7 of 37 comments (clear)

  1. Pot meet kettle by xxxJonBoyxxx · · Score: 5, Insightful

    How do you pronounce "Stuxnet" in the Hebrew language?

    1. Re:Pot meet kettle by AmiMoJo · · Score: 4, Interesting

      That's the problem with introducing a new weapon - if your enemies hadn't already thought of it, they have now, and if they hadn't wanted to escalate to actually using it, they will now.

      How long until we see drone strikes in Israel or the mainland US?

      --
      const int one = 65536; (Silvermoon, Texture.cs)
      SJW, n: "Someone I don't like, and by the way I'm a fuckwit" - AC
  2. I'm amazed it's taken this long by ErichTheRed · · Score: 3, Interesting

    There are so many vulnerable SCADA systems, device-specific Ethernet adapters and other stuff out there, and it just chugs along for years and years. Especially with public sector stuff, multiple layers of contractors put gear in, barely document it and hand it over to the operating authority. The problem is that since no one permanent knows the ins and outs of the system, it can stay vulnerable for ages. Even if a vendor does release patches, the "don't touch it or 500K customers lose power" mentality around critical infrastructure means they barely ever get applied.

    Anything IoT is going to have to be secure by default, as in, hard to get working instead of open and easy. I doubt the "just contract it out" mentality is ever going to go away in the public sector -- I've inherited systems where the only documentation is a statement of work from 5 years back that the contractor cut and pasted from the vendor's manuals.
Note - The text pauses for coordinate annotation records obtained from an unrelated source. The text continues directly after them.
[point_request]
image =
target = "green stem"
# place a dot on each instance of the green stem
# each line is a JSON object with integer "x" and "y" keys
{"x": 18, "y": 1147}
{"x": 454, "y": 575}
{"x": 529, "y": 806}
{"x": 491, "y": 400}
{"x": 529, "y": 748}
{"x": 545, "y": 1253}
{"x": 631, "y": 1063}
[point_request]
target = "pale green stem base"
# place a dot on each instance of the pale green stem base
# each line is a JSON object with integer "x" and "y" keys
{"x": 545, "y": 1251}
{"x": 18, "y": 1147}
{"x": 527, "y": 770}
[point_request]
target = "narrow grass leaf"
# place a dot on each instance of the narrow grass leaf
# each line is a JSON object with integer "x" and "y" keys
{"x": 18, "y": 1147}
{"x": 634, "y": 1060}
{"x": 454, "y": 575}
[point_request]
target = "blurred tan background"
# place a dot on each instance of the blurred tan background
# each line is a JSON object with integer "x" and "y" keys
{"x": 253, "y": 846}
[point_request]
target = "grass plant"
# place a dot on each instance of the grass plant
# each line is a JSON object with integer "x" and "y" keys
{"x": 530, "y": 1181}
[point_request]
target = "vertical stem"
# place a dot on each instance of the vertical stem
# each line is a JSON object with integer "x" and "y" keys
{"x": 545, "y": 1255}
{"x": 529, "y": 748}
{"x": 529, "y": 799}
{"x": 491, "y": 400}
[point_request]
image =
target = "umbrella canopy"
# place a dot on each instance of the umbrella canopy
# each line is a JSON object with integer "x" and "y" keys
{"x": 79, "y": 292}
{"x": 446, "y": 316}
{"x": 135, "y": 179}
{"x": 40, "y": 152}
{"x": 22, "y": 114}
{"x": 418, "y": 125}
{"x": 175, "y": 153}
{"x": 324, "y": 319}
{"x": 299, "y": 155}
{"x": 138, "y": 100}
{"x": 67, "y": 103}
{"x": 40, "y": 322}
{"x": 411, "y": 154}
  3. Re:Since when did we know this was going to happen by gstoddart · · Score: 4, Interesting

    And, given the widespread belief Israel was involved in Stuxnet ... to suddenly be bit by this seems a little shortsighted,

    I mean, if you (allegedly) did this to someone else, why would you be surprised if it happens to you?

    --
    Lost at C:>. Found at C.
  4. Re:Another misinformed article by Fire_Wraith · · Score: 2

    I wouldn't blame the news organizations entirely. The Israeli Energy Minister was serving up a nice heaping scoop of FUD and political spin, trying to portray what looks now to just be a garden variety ransomware infection (probably some employee surfing for porn on a work computer) as a big dangerous targeted nation state attack. Certainly, the news folks ate it up, and didn't bother to ask the questions that should arise when you hear wild initial reports like that.

  5. Re:Another misinformed article by gstoddart · · Score: 2

    Have you not being paying attention lately?

    In a lot of countries someone could have a loud fart and the threat alert would ratchet up ... the world is jumping at shadows these days.

    Israel has just been doing it longer.

    --
    Lost at C:>. Found at C.
  6. UPDATED: Not an attack on infrastructure after all by markzip · · Score: 2
    From TFA SANS ICS cited at the end of the Slashdot summary:

    *Update* A cyber analyst in Israel (Eyal Sela) messaged me to add that the media reporting so far is misleading with regards to the context around the incident. The "Israel Electric Authority" the Minister mentioned is in no way related to the networks of the Israeli electric companies, transmission, or distribution sites. The Israeli Electric Authority is a regulatory body of roughly 30 individuals and this "cyber attack" is only referencing their networks. The original purpose of this blog was to stress caution to the reports but did not try to dispel what the Minister of National Infrastructure, Energy, and Water resources had stated as reporting was too early with no evidence presented. However, new reporting shows that the "cyber attack" was simply ransomware delivered via phishing emails to the regulatory body's office network and it appears in no way endangered any infrastructure.This once again stresses the importance around individuals and media carefully evaluating statements regarding cyber attacks and infrastructure as they can carry significant weight.